[mwm10620]

2NH4 +3O2 >> 2NO2 +4H +2H2O
- 3.43g O2/g to convert

2NO2 + O2 >> 2NO3
- 1.14g O2/g NO2 oxidized

Total oxidation reaction:
NH4 + 2O2 >> NO3 +2H -H2O
- 4.57g O2/g N oxidized


Can someone please explain how the gram of O2 per gram of ammonia/nitrite is calculated? Thanks!

[chenbeier]

Ammonia is NH₃ and not NH₄, or do you mean NH₄⁺ ammonium.

4 NH₃ + 5 O₂ => 4 NO + 6 H₂O

2 NO + O₂ => 2 NO₂

4 NO₂ + 2 H₂O + O₂ => 4 HNO₃

The mass can calculated by using the mole. For 4 mol ammonia you need 5 Mole oxygen or in other words for 1 mol ammonia you need 1,25 mole oxygen. 17 g  NH₃ to 40 g O₂ or 1g to 2,35 g

[mwm10620]

Yes ammonium. I took those formulas from Metcalf and Eddy. I am wondering how the grams of oxygen to convert was calculated.

[AWK]

Convert mole to mass and divide accordingly (for correctly balanced reaction).

[mwm10620]

Convert mole to mass and divide accordingly (for correctly balanced reaction).

I thought that is what I did, but did not reach the same answer.

2NH4 = 36.0766
3O2 = 95.9964

95.9964/36.0766 = 2.66 (not 3.43) - any advice on my mistake?

[AWK]

3.43=96/28  (O₂/N₂)

[mwm10620]

3.43=96/28  (O₂/N₂)

So I guess you just consider N converted, not the entire NH4 molecule.

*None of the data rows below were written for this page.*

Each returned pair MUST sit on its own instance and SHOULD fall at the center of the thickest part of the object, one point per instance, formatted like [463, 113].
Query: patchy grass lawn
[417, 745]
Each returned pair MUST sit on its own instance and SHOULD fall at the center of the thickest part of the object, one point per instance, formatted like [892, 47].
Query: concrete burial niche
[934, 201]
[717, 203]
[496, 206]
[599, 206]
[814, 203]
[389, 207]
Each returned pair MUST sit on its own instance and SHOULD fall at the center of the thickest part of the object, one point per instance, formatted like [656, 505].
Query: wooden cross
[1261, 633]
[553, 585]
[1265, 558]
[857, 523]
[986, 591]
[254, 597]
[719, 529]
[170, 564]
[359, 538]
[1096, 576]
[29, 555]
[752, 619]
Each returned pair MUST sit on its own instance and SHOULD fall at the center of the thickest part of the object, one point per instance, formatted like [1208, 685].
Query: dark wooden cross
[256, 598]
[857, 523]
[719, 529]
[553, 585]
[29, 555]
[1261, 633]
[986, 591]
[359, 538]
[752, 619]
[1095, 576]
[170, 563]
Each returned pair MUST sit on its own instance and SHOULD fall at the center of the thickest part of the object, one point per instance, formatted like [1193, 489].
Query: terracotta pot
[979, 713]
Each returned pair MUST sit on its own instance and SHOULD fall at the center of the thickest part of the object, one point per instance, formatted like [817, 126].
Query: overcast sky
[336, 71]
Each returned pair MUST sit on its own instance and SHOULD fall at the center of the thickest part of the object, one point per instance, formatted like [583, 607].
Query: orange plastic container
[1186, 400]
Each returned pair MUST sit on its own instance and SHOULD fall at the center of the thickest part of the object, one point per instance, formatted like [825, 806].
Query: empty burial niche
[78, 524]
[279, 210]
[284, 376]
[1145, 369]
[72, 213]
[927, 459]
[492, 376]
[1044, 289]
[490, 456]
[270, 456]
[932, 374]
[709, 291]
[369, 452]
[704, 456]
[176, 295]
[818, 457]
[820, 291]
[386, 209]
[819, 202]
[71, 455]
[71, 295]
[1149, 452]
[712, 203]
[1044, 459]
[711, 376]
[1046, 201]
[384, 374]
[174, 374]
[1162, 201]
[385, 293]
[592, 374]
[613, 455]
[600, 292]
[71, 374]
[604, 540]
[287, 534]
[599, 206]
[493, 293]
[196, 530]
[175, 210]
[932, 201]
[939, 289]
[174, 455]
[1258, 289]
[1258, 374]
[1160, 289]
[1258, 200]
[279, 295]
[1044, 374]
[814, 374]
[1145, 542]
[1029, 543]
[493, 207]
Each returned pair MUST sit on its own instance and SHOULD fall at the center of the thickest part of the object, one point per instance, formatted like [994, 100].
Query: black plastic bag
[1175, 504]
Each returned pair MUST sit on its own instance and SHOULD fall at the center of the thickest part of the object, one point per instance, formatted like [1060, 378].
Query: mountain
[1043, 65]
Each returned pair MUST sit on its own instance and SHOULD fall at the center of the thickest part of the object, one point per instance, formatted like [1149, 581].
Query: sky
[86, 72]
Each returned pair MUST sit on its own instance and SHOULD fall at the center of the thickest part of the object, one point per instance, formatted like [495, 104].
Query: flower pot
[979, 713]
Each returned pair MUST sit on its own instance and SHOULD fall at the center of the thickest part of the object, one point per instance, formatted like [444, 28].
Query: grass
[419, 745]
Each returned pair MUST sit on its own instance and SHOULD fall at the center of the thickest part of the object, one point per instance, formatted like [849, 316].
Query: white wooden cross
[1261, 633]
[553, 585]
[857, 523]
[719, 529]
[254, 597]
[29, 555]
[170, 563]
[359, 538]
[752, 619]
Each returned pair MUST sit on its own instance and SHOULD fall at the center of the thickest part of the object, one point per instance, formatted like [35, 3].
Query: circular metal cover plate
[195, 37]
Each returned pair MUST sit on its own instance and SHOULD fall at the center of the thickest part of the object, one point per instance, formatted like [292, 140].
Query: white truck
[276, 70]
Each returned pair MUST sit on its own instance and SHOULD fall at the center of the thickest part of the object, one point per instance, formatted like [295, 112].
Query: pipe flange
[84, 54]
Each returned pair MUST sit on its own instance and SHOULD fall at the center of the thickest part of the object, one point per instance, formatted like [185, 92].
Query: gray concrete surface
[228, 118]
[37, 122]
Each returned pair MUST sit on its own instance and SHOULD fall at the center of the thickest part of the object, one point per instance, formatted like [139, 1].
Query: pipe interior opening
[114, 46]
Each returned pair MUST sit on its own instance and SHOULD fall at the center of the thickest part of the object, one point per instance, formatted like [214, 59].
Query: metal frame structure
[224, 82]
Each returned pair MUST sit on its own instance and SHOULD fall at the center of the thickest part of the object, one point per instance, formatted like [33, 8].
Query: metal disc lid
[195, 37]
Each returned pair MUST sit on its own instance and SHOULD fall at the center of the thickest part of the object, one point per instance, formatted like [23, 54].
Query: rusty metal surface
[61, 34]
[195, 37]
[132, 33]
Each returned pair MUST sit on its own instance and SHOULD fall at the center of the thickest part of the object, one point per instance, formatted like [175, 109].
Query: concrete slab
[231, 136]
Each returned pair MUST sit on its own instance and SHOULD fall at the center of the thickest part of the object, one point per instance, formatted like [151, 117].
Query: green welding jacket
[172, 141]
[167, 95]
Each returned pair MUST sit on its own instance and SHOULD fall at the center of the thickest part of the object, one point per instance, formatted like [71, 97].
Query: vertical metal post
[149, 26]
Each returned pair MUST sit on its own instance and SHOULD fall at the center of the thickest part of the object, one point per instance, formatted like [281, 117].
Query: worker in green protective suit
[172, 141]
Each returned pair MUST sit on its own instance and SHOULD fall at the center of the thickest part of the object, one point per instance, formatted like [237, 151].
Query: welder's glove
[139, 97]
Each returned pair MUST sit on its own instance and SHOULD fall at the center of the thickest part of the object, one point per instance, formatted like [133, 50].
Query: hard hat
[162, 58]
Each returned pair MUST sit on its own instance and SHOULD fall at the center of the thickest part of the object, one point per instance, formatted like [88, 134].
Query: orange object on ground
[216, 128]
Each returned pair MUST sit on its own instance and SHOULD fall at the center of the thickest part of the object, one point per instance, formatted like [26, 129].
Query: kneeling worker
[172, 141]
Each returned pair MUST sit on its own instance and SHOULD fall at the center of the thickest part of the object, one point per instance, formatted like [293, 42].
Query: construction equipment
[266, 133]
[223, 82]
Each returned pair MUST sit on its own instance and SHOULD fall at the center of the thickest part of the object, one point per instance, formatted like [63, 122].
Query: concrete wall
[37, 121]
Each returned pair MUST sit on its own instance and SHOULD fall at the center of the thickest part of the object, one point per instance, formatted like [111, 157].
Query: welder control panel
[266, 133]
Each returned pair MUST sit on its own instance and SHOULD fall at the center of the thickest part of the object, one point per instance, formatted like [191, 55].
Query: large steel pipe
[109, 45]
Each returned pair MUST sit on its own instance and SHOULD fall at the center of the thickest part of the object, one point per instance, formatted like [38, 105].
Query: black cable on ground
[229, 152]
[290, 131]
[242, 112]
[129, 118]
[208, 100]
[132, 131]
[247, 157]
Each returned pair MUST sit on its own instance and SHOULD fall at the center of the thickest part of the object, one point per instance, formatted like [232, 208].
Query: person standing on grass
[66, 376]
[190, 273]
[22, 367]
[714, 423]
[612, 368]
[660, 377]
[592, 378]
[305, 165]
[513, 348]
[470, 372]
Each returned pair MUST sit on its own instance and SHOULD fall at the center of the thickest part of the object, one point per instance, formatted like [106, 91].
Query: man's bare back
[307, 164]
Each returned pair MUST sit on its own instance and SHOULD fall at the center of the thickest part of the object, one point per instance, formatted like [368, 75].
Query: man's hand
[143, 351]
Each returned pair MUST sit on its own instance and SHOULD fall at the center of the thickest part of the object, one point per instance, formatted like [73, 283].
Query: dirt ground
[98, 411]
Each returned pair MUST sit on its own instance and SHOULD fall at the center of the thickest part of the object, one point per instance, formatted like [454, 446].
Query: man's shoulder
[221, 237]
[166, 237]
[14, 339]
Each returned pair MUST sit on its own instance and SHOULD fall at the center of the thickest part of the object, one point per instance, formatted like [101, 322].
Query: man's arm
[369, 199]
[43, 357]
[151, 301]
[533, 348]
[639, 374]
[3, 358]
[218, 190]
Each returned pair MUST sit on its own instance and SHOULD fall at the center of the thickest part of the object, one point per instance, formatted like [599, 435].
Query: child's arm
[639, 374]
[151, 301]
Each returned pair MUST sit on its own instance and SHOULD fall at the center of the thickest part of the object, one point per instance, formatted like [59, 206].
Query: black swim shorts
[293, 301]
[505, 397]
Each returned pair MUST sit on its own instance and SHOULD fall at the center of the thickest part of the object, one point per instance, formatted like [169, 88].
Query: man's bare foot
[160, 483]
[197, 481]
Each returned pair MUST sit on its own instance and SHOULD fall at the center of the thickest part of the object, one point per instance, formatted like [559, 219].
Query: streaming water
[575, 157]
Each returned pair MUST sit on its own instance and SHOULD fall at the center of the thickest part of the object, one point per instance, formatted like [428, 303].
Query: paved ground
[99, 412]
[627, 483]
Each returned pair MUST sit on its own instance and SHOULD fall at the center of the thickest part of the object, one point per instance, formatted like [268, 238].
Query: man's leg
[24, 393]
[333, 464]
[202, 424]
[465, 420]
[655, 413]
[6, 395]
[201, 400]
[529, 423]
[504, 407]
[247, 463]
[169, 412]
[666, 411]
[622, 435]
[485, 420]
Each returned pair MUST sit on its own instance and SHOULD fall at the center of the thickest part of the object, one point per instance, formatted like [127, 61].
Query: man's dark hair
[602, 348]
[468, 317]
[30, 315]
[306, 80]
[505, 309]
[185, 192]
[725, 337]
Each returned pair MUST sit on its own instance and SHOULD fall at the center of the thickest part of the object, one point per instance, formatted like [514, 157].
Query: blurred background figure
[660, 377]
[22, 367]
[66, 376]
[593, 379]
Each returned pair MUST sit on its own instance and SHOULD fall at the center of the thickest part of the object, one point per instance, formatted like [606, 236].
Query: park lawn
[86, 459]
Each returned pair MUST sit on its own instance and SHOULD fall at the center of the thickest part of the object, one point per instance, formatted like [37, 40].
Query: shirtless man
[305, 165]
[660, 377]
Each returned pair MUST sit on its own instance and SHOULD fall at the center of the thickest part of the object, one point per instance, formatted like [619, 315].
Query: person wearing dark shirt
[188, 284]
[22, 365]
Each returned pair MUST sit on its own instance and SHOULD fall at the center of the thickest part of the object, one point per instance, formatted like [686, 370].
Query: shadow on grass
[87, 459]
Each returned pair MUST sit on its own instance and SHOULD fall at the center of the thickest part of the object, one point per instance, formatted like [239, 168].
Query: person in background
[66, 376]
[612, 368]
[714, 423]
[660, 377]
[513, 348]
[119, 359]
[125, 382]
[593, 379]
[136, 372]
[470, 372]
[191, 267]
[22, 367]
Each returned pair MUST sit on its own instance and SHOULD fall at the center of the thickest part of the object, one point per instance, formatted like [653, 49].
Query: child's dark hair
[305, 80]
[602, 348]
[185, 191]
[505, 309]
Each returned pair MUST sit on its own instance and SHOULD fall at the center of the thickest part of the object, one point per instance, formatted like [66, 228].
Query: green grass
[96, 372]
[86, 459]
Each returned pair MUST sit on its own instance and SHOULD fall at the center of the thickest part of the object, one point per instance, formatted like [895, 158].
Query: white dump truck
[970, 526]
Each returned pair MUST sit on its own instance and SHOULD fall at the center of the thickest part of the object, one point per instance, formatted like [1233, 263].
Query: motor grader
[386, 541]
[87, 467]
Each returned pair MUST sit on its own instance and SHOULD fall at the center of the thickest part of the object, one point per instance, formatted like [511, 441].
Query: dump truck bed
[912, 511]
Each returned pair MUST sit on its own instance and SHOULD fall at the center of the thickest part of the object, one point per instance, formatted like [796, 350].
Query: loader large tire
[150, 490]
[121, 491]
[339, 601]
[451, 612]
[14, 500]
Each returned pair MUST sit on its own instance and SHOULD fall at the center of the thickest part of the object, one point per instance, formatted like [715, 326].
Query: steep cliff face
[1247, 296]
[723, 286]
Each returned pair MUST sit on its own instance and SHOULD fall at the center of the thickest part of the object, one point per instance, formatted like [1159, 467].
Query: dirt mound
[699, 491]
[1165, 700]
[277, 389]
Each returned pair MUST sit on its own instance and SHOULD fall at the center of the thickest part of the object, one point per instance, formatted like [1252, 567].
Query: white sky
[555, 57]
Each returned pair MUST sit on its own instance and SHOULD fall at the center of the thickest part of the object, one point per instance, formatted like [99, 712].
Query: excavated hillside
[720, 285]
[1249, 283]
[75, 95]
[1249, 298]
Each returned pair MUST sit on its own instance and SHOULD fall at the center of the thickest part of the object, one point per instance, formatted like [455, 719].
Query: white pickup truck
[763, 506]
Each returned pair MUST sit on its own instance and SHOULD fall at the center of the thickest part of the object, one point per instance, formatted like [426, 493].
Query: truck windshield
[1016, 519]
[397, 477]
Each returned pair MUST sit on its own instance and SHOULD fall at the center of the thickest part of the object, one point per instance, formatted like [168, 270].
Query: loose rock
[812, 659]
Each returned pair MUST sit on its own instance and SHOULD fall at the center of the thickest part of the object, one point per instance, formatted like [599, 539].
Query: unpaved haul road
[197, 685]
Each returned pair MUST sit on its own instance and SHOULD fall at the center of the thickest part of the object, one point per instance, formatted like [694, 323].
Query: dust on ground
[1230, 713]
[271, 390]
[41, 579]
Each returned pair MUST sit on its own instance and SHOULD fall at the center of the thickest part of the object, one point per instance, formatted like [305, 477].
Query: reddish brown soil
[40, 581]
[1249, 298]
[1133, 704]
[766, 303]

Thanks for your help

[AWK]

The reaction is not properly balanced (mass balance and charge balance).
The number 3.43 matches your incorrect balance, but this is not a good solution. Something has been distorted here.

[chenbeier]

Yrs it looks like , also for the other two  equations. 32/28 = 1.14 and 64/14 = 4.57

[Borek]

First of all - can you quote the problem in its entirety? For me it is not even clear what the question really is. I can guess, but I can't be sure.

[AWK]

The problem concerns the microbial nitrogen removal (google books helped!). The reactions given therein are as follows:
NH₄⁺ + 3/2O₂ = NO₂^- + H₂O + 2H⁺ (Nitrosomonas)
NO2^- + 1/2O₂ = NO₃^- (Nitrobacter)
So the oxygen to nitrogen mass ratio, despite the incorrect balance of the reaction, is good.